Another key finding from the surveys is that not all drug abusers in treatment got there through thrill-seeking or because they were looking for a great high. Many sought out pain-killing drugs because they were in pain.

“We found that about 50 percent of people, even those who have ‘graduated’ to drugs like heroin, indicated that they started taking these drugs because they had difficulty controlling pain,” Cicero explained. “That’s very different from some users who told us they just wanted to get high.”


Funding for this research comes from the Denver Health and Hospital Authority, which provided an unrestricted research grant to fund the Survey of Key Informants’ Patients (SKIP) Program, a component of the RADARS (Researched Abuse, Diversion and Addiction-Related Surveillance) System.

Cicero TJ, Ellis MS, Surratt HL, Kurtz SP. Factors influencing the selection of hydrocodone and oxycodone as primary opioids in substance abusers seeking treatment in the United States.
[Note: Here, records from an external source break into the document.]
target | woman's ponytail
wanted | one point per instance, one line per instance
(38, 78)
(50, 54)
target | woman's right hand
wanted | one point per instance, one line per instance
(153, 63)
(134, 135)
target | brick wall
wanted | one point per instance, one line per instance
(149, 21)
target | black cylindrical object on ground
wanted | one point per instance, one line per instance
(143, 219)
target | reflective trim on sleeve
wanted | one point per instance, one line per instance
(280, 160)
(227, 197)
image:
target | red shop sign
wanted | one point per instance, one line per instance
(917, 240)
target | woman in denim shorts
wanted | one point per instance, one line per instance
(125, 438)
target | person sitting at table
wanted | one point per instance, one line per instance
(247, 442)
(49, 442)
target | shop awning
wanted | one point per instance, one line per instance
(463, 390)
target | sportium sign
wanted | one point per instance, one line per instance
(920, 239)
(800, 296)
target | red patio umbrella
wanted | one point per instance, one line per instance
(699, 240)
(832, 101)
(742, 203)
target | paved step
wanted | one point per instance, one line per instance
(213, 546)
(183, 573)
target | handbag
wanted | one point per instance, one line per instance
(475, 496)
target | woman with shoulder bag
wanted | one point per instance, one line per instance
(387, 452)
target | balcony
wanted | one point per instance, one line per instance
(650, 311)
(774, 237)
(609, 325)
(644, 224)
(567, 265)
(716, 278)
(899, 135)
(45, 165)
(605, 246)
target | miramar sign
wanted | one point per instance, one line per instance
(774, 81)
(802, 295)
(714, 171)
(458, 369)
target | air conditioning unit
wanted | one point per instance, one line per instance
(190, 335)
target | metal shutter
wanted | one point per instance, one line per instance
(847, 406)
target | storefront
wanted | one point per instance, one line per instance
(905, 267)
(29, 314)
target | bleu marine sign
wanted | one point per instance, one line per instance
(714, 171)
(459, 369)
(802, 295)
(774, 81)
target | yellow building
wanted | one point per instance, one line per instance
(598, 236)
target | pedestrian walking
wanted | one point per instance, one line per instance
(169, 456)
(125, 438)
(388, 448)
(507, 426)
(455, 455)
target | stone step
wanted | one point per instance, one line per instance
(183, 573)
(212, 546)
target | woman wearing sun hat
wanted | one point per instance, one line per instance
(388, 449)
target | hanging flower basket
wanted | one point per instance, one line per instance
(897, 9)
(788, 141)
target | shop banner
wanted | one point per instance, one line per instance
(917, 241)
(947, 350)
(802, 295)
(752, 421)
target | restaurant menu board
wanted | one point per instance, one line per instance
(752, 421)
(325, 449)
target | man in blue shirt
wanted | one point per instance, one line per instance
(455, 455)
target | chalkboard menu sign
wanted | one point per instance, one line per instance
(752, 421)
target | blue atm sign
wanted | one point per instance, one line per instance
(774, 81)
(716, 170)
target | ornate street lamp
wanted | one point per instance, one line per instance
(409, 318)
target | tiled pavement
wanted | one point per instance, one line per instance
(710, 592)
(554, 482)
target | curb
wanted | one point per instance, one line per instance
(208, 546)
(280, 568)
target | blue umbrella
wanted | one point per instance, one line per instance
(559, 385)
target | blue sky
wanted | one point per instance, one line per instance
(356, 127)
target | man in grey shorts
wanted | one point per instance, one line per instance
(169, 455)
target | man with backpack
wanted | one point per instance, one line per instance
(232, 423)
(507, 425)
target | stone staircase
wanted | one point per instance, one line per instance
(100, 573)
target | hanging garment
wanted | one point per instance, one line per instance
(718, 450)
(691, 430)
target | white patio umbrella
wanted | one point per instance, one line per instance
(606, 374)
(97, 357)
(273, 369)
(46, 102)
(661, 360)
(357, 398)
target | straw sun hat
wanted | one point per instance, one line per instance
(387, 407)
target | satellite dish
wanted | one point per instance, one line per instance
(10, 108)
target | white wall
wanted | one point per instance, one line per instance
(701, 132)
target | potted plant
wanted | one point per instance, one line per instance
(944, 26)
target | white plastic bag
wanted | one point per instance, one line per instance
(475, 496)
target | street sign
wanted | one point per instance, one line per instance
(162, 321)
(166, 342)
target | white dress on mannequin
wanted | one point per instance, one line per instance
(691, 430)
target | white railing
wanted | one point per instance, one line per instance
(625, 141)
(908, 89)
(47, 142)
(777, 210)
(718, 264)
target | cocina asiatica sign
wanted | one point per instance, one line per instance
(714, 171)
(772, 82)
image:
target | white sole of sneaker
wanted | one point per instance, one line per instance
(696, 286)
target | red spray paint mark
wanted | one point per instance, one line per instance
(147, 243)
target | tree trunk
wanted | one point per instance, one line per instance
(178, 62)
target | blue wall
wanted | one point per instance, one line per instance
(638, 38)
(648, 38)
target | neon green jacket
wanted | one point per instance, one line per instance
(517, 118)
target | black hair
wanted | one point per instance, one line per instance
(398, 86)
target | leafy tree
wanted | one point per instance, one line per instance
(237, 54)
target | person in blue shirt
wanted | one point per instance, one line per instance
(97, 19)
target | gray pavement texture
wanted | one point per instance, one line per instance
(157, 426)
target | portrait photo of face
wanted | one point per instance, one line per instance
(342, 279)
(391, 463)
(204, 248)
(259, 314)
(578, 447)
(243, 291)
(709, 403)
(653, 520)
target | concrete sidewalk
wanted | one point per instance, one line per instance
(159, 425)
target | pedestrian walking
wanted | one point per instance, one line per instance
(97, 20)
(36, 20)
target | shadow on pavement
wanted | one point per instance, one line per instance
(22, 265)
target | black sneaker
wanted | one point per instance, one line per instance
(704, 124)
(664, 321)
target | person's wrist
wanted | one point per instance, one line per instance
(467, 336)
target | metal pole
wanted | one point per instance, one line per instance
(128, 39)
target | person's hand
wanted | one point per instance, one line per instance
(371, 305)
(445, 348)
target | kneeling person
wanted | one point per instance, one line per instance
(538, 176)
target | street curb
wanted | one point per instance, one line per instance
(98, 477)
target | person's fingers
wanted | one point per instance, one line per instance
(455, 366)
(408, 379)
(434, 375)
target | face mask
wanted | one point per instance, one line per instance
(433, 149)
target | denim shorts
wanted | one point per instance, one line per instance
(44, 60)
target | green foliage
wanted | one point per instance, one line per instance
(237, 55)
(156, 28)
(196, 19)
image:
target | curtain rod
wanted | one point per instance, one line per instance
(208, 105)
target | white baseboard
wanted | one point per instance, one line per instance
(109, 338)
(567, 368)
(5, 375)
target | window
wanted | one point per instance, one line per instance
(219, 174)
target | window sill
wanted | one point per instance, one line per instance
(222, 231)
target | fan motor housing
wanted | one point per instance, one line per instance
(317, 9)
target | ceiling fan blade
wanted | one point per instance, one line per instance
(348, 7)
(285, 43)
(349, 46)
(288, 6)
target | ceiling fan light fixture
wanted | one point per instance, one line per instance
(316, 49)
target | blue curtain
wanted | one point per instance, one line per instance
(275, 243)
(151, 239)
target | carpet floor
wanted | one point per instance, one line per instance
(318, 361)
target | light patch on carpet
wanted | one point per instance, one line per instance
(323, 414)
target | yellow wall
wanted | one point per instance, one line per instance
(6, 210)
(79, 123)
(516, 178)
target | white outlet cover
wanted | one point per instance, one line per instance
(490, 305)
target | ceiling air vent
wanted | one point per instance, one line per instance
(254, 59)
PAIN vol. 154 (12), December 2013, published online Nov. 25, 2013.
DOI: http://dx.doi.org/10.1016/j.pain.2013.07.025

Washington University School of Medicine’s 2,100 employed and volunteer faculty physicians also are the medical staff of Barnes-Jewish and St. Louis Children’s hospitals. The School of Medicine is one of the leading medical research, teaching and patient care institutions in the nation, currently ranked sixth in the nation by U.S. News & World Report. Through its affiliations with Barnes-Jewish and St. Louis Children’s hospitals, the School of Medicine is linked to BJC HealthCare.